Examples of waveforms of each of the five types of processing for speech in the Interrupted noise background at an SNR of 0 dB (selected as the mean value of the SNRs employed across the HI listeners) are shown in Fig. 4 for three VCVs produced by a M talker (/ɑ/-/b/-/ɑ/, /ɑ/-/ʃ/-/ɑ/, and /ɑ/-/n/-/ɑ/). For the U and E processing conditions, elements of both the speech and the interrupted-noise amplitude fluctuations are evident. The stimulus alternates between segments of high and low SNR (where the speech dominates the noise and vice versa) with many of the high-SNR segments seen to be comparatively low in energy relative to the low-SNR segments. For the T1, P, and E/T1 conditions, on the other hand, all fluctuations have been removed and the relative energies of the high- and low-SNR segments have been equalized. The crest factors for the signals shown here in backgrounds of Continuous and Interrupted noise are quite similar to those reported above for the Baseline condition. In fact, calculations of crest factors as a function of SNR over the set of 64 test syllables indicate virtually no change over a range of +40 to −40 dB SNR for the T1, P, and E/T1 conditions and a decrease of roughly 3 dB over this range for the U and E conditions.

FIG. 4.

FIG. 4.

(Color online) As in Fig. 2, but for stimuli in a background of square-wave interrupted noise (at a rate of 10 Hz) with a speech level of 70 dB SPL and SNR of 0 dB.

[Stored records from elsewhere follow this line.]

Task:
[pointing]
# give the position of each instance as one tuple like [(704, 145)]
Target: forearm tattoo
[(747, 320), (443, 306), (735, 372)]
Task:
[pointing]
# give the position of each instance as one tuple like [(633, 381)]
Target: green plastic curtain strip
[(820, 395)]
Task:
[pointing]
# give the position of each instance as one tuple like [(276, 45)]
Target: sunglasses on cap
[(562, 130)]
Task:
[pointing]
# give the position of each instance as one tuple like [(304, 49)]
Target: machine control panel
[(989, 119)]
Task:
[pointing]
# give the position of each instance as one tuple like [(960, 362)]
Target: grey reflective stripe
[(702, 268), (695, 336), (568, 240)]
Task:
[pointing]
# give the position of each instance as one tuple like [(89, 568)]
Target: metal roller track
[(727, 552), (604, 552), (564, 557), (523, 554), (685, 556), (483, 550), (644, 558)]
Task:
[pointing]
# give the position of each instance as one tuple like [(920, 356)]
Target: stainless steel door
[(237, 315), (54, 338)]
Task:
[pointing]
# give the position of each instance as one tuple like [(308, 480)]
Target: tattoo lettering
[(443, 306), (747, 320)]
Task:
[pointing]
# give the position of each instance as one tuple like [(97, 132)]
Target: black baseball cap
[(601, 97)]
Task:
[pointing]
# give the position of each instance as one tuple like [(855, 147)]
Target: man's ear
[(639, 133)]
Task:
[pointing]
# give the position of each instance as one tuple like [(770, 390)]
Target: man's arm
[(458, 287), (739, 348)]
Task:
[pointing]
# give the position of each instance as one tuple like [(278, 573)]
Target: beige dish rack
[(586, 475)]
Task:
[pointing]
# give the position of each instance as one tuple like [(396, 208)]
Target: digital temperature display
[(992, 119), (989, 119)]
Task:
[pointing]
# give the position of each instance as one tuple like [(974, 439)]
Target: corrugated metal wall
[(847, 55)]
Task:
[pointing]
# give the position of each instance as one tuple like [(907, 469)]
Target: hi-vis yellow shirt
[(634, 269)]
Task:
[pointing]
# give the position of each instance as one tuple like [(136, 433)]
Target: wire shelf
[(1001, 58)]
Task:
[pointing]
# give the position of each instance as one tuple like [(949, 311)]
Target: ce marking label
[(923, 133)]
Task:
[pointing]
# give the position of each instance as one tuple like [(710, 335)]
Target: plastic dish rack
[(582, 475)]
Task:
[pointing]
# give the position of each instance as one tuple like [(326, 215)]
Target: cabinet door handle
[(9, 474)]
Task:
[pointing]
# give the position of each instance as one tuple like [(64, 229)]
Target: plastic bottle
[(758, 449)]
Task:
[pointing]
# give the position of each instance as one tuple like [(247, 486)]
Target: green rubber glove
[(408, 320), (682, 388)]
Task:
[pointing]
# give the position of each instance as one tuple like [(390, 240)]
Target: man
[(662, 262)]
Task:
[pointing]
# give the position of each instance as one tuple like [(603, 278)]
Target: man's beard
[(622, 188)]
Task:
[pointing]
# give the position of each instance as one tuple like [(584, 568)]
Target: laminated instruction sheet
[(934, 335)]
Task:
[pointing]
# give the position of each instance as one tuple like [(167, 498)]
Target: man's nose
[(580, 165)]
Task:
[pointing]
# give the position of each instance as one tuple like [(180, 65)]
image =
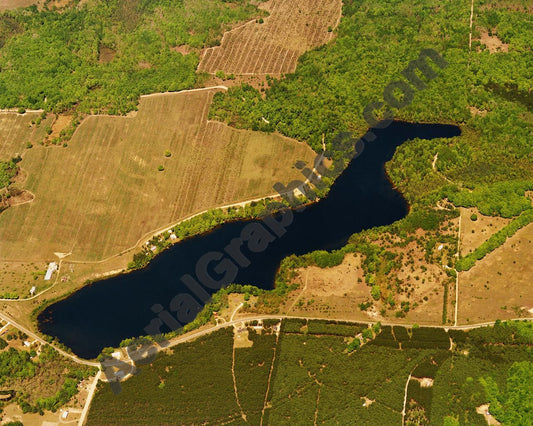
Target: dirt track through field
[(273, 47), (102, 193)]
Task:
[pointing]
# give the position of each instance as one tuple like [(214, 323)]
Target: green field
[(314, 378)]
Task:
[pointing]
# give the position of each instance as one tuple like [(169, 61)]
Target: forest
[(40, 379), (488, 94), (100, 56)]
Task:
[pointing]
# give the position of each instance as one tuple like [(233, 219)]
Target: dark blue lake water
[(106, 312)]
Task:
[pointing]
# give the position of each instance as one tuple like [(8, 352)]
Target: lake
[(106, 312)]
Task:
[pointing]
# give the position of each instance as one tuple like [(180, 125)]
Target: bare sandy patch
[(272, 45), (493, 43), (484, 411)]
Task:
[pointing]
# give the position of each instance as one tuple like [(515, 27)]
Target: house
[(52, 267)]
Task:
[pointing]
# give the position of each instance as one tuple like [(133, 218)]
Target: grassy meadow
[(102, 193)]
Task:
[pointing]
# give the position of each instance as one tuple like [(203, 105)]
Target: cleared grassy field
[(273, 47), (102, 193), (16, 130), (13, 4), (499, 285)]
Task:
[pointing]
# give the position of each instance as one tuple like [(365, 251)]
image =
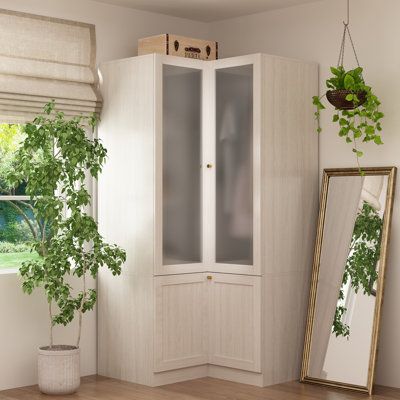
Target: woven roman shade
[(45, 58)]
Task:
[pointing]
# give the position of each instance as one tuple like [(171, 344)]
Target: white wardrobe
[(211, 185)]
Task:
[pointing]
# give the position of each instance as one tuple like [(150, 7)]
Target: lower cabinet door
[(180, 321), (235, 321)]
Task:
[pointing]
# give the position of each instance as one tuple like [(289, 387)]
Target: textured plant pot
[(58, 370)]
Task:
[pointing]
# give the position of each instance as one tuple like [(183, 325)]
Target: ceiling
[(206, 10)]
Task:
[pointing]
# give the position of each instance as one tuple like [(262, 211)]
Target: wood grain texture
[(289, 206), (180, 321), (126, 217), (235, 321), (101, 388), (255, 324)]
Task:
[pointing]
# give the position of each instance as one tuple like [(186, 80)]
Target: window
[(19, 228)]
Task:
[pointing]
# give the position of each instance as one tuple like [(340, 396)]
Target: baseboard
[(235, 375), (179, 375)]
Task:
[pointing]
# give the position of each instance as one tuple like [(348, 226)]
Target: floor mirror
[(348, 277)]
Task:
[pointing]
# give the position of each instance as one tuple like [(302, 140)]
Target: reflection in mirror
[(348, 277)]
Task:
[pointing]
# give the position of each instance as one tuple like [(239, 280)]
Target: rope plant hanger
[(356, 107)]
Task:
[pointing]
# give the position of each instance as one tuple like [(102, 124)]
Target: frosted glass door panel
[(181, 165), (234, 163)]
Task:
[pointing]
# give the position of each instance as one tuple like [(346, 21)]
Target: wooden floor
[(200, 389)]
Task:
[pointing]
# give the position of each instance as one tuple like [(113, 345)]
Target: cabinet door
[(235, 321), (180, 325), (237, 163), (179, 173)]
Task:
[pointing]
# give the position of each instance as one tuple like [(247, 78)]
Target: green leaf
[(348, 82), (358, 152)]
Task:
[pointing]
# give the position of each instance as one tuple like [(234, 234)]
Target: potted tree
[(53, 164)]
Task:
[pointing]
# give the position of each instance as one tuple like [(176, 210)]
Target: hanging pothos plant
[(357, 110)]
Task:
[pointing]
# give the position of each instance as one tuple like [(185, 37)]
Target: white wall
[(23, 318), (310, 32), (313, 32)]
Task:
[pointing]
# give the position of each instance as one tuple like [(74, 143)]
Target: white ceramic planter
[(58, 370)]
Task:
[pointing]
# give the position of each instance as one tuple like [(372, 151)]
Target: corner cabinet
[(211, 185)]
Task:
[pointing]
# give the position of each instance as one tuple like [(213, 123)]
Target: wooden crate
[(180, 46)]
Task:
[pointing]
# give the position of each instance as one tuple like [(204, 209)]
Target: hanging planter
[(338, 98), (356, 107)]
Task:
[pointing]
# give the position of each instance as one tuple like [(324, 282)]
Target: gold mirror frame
[(390, 172)]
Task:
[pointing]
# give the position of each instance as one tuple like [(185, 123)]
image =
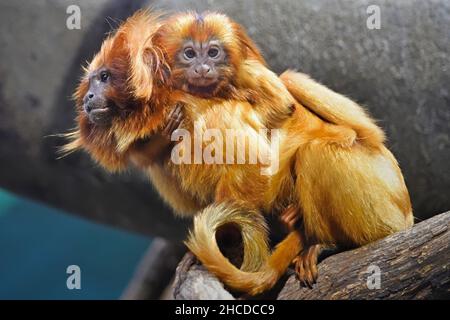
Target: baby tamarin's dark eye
[(104, 76), (189, 53), (213, 52)]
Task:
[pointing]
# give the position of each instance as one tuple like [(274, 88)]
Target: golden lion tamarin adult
[(331, 161), (348, 186), (122, 105)]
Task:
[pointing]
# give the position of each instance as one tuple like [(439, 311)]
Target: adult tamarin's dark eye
[(189, 53), (104, 76)]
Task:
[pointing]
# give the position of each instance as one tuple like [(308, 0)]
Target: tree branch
[(413, 264)]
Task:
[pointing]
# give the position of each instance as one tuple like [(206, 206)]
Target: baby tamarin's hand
[(174, 120)]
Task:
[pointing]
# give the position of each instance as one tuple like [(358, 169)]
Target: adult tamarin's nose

The spectro-temporal properties of these signals are depicted in the spectrograms plotted in Fig. 5. The pulses of the interrupted noise are evident in these plots with glimpses of the VCV stimuli visible between the pulses. Many of the trends described previously for Fig. 3 are evident in these plots as well. Most interestingly, comparing T1, P, and E/T1 to U and E processing reveals that the former processing schemes tend to amplify the speech in the gaps relative to the speech-plus-noise present in the noise pulses for all three consonants.

FIG. 5.

FIG. 5.

As in Fig. 3, but for stimuli in a background of square-wave interrupted noise (at a rate of 10 Hz) with a speech level of 70 dB SPL and SNR of 0 dB.

E. Test procedure

Consonant identification was tested using a one-interval, 16-alternative, forced-choice procedure without correct-answer feedback. For each of the two speech conditions (P and E/T1), testing was conducted in the Baseline noise condition first followed by the Continuous and Interrupted noises in a randomly selected order. Eight 64-trial runs were presented at each condition. The first three runs used the tokens from the training set and the final five runs used the tokens from the test set. On each trial of a run, one of the 64 processed tokens (from either the training or test set) was selected randomly without replacement. Depending upon the noise condition, a randomly-selected noise segment of duration equal to that of the speech token was scaled to achieve the desired SNR and then added to the speech token. The resulting stimulus was processed and then presented to the listener for identification. Trial-by-trial correct-answer feedback was not provided. Further procedural details are available in Léger et al. (2015b). The length of time between the current sessions and original data collection of the U, T1, and E conditions as reported by Léger et al. (2015b) ranged from 7 to 17 months across the listeners. After the experiment had been carried out on the P conditions, the E/T1 processing was then developed as a means of eliminating TFS cues in addition to minimizing variations in level. Thus, the P conditions were tested before the E/T1 conditions.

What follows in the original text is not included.